O colegiado destacou que todos os integrantes do arranjo de pagamento têm o dever de adotar medidas de segurança para garantir a idoneidade das transações.
CADEIA DE CONSUMO BANCÁRIO
O caso analisado envolveu um banco que ajuizou ação de regresso contra uma credenciadora, buscando o ressarcimento de aproximadamente R$ 10 mil pagos a um consumidor em uma ação indenizatória anterior.
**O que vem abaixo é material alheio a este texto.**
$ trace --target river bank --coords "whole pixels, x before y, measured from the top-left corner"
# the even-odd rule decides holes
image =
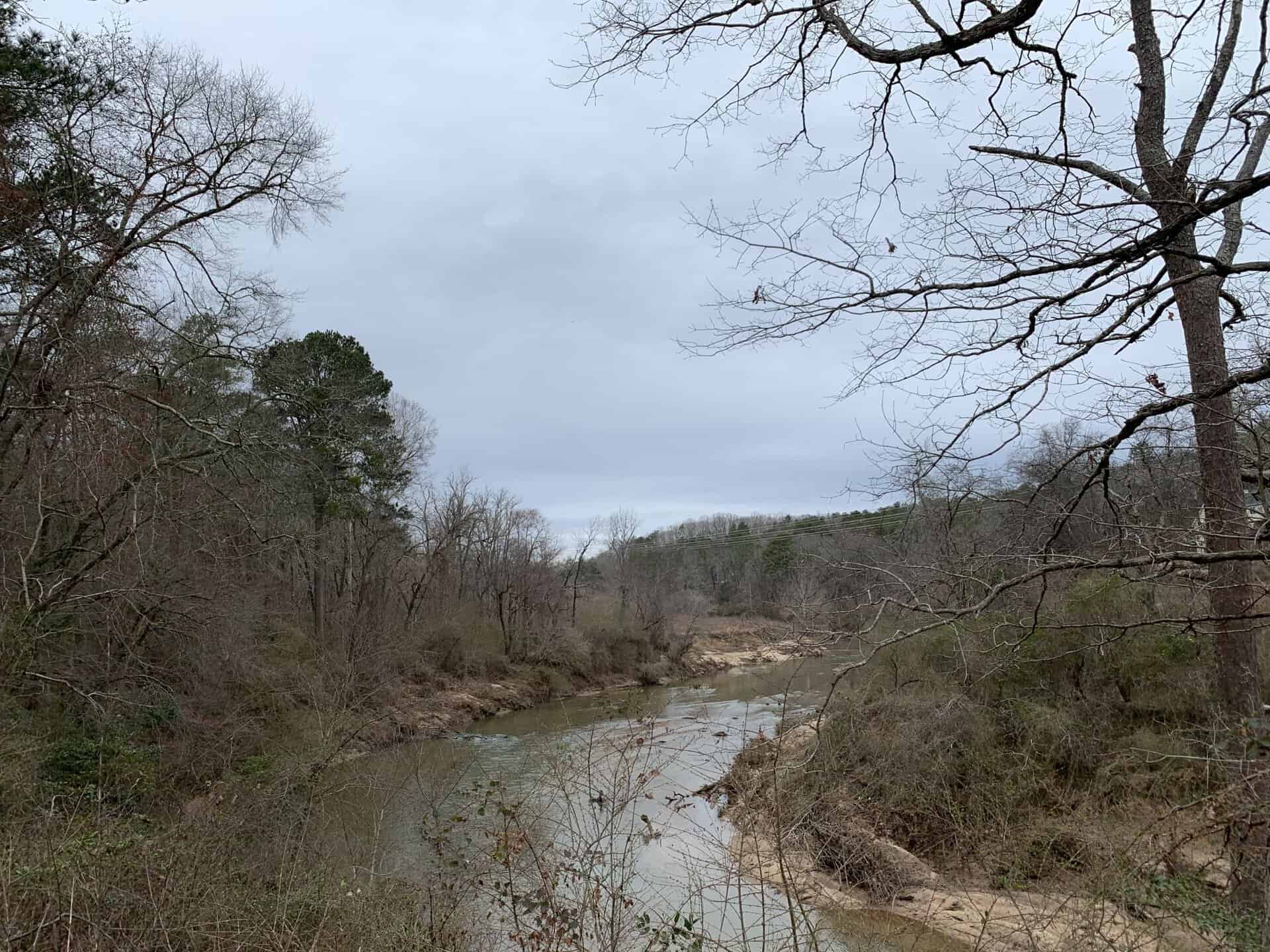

O banco alegou que a credenciadora falhou nas diligências mínimas ao habilitar um comerciante que se revelou um estelionatário.
O Tribunal de Justiça de São Paulo (TJ-SP) havia negado o pedido, entendendo que a credenciadora atuou apenas como intermediária e que não havia nexo causal comprovado entre sua conduta e o dano.
A ministra relatora, Isabel Gallotti, reverteu o entendimento, citando o Código de Defesa do Consumidor (CDC):
- Responsabilidade solidária: perante o consumidor (o cliente), toda a cadeia de prestadores de serviços bancários é solidariamente responsável pelo acidente de consumo, conforme o Artigo 14 do CDC.
- Ação de regresso: o fornecedor condenado, impedido de realizar o chamamento ao processo nas ações consumeristas, pode exercer o direito de regresso contra os demais integrantes da cadeia, na medida de sua contribuição para o dano (Artigo 13, parágrafo único, do CDC).
DIVISÃO EQUITATIVA
A ministra Gallotti ressaltou que as credenciadoras não são meras intermediárias, mas possuem deveres legais e regulamentares de habilitação de lojistas, manutenção de cadastro atualizado e controle interno de fraudes. O descumprimento desses deveres enseja a responsabilização.
"A procedência da pretensão regressiva do banco recorrente depende apenas da constatação de que a instituição credenciadora incorreu em falha na prestação de seus serviços, participando efetivamente na causação do evento danoso", explicou a relatora.
Ao final, a Turma reconheceu a participação concorrente de ambas as instituições: o banco por não identificar a fraude e a credenciadora por habilitar o golpista e não manter o registro das transações. Com base no Artigo 283 do Código Civil, que presume a divisão igualitária nas relações internas de solidariedade, o STJ concluiu que os prejuízos devem ser divididos igualmente.